What is there not to celebrate?

According to the calendar, I am six weeks and four days pregnant. Which means I am one week closer to confirmation. This waiting period has to be one of the hardest parts about being pregnant, on top of the “morning” sickness and the insatiable need to eat and sleep. But I could not be happier. The fact that there is a little human growing inside of me is just inconceivable.

On top of which, in just a mere three days, I get to say “I do” to the man I love and take his last name. Followed by seven days on the beautiful island of Oahu.

My cup is overflowing. My heart is exploding with love. How did I get here? I don’t know, but I don’t ever want to go back.

All signs point to yes…

5 weeks pregnant. Who would have thought it would be this easy? Not me, that is for sure. If you would have asked me a month ago when we decided to “start trying” if we would see immediate results, the answer would be no.

I must have been in denial at first. That is the only thing I can think of as to why I didn’t notice what was going on with my body. But then again, it has been a complete decade since the last time I was pregnant.

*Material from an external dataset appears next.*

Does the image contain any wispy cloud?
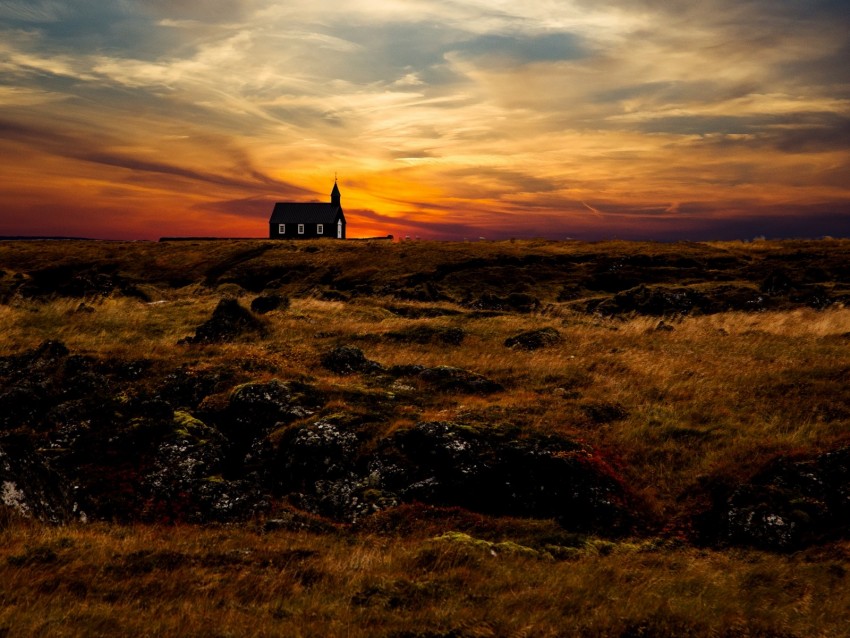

I remember saying to my best friend first thing that Friday morning, “I’m just going to say this so I can put it out there and get it into the Universe, but I haven’t started yet.” That was my attempt at getting my body to “start”. The whole notion of reverse psychology, but little did I know it wasn’t going to work. “I keep feeling like I am going to start but I never do.” And then she said it, “Those were my symptoms each time I have been pregnant.”. Wait, what? Run that past me one more time. Come to find out, I wasn’t just late, but a week late. And the more I think and read about everything I have been experiencing up to this point, it all makes sense now:

  • Cramping – I somehow managed to forget that these are also associated with pregnancy.
  • Sore boobs – Don’t even think about touching them. If I had the option, I would walk around in a sports bra 24 hours a day. That is one of the only things I have found to provide some sort of relief.
  • Increased bathroom trips – I managed to make the comment to a co-worker, before I actually new what was happening, that I wasn’t even the pregnant one at the office (she was), but I sure was going to the bathroom like one. Oops…
  • Night sweats – I won’t lie, these are awful. Waking up in the middle of the night multiple times completely covered in your own sweat only to be freezing two seconds later is not glorious. But according to everything I read, these should hopefully go away once all my hormones regulate. Which leads me to another symptom…
  • Moodiness – Ouch. I feel sorry for my poor fiancee. Raging bitch is putting it lightly. Bless his soul.
  • Temperature – My body temperature has been out of control. From raging hot one second to I don’t think I am ever going to get warm the next (see previous section on night sweats).

The hunger is just now starting to set in. My stomach ferociously growls as if to remind me that there is a growing monster in there demanding my attention. The exhaustion hasn’t quite hit me, but then again I am always tired. Nap Queen should be my nickname, in all honesty.

This phase to me has to be one of the hardest. The pregnancy test says yes, but as far as actual confirmation that things are progressing the way they should be, I still have to wait four weeks until I see the Dr. The only thing I have to reassure me at this point that all is well is the faith that I have in my body and the fact that yes, every time I still go to the bathroom, I check to make sure that I still haven’t started.

So, that’s it. 5 weeks in and all it’s glory. Ecstatic doesn’t even begin to explain the way I feel right now. No matter what is going on in the world around me, in the back of my mind, all I can focus on is the fact that there is a baby inside of me. A human life. A little me and a little him. Our little secret.

All signs point to yes, our little one. And we could not be more excited.